The backbone of kink. Must be informed, enthusiastic, and ongoing. Can be withdrawn at any time. No consent, no play.
See also: Negotiation, Safeword.

Negotiation

The pre-scene discussion where partners set limits, desires, and safewords. The contract before the play.
See also: Consent, Safeword, Scene.

Ritual

The repeated gestures that frame a dynamic: kneeling, phrases, or routines. Creates predictability and grounding.
See also: Dominant, Submissive, Rope Bondage.

Safeword

The agreed stop-signal. Commonly traffic-light based (green, yellow, red). Gives players confidence to push limits safely.
See also: Negotiation, Consent.

Scene

A contained BDSM encounter, bounded by negotiation at the start and aftercare at the end. A ritualised "play space" distinct from everyday life.
See also: Aftercare, Drop, Subspace.

Subspace

A trance-like state a Submissive may enter mid-scene. Floaty, timeless, dreamlike. Neurologically linked to endorphins; experientially, like meditation wrapped in rope burns.
See also: Submissive, Scene, Sub Drop.

Sub Drop

A post-scene low some submissives feel hours to days after play – mood dip, tears or irritability, fog, aches/chills – often from an endorphin/adrenaline comedown plus fatigue. Plan for it: solid aftercare (warmth, hydration, carbs + protein), gentle movement, sleep, and a check-in 24–72 hours later.
See also: Aftercare, Subspace, Top Drop, Scene.

Self-Care (in BDSM)

The before-and-after practices that keep players balanced: hydration, journaling, food, alone time. Rest is part of the scene, not an afterthought.
See also: Aftercare.

Topspace (Domspace)

A focused, altered state some Tops/Dominants enter during a scene – calm tunnel-vision, heightened attunement, time blur.

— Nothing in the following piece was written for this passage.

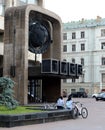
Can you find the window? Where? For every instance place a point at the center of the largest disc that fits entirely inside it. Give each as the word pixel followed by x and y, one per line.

Helpful for precision but can mask fatigue; stick to negotiated limits, script check-ins, and plan Top aftercare.
See also: Subspace, Top Drop, Aftercare, Scene.

Top Drop (Dom Drop)

A post-scene low some Tops/Dominanrs feel hours to days later – flat mood, irritability, headache/aches, brain fog – often from an adrenaline/endorphin crash plus dehydration and the "responsibility hangover." Plan for it: warmth, hydration, carbs + protein, light movement, sunlight, low-stakes joy, and a 24–72-hour check-in.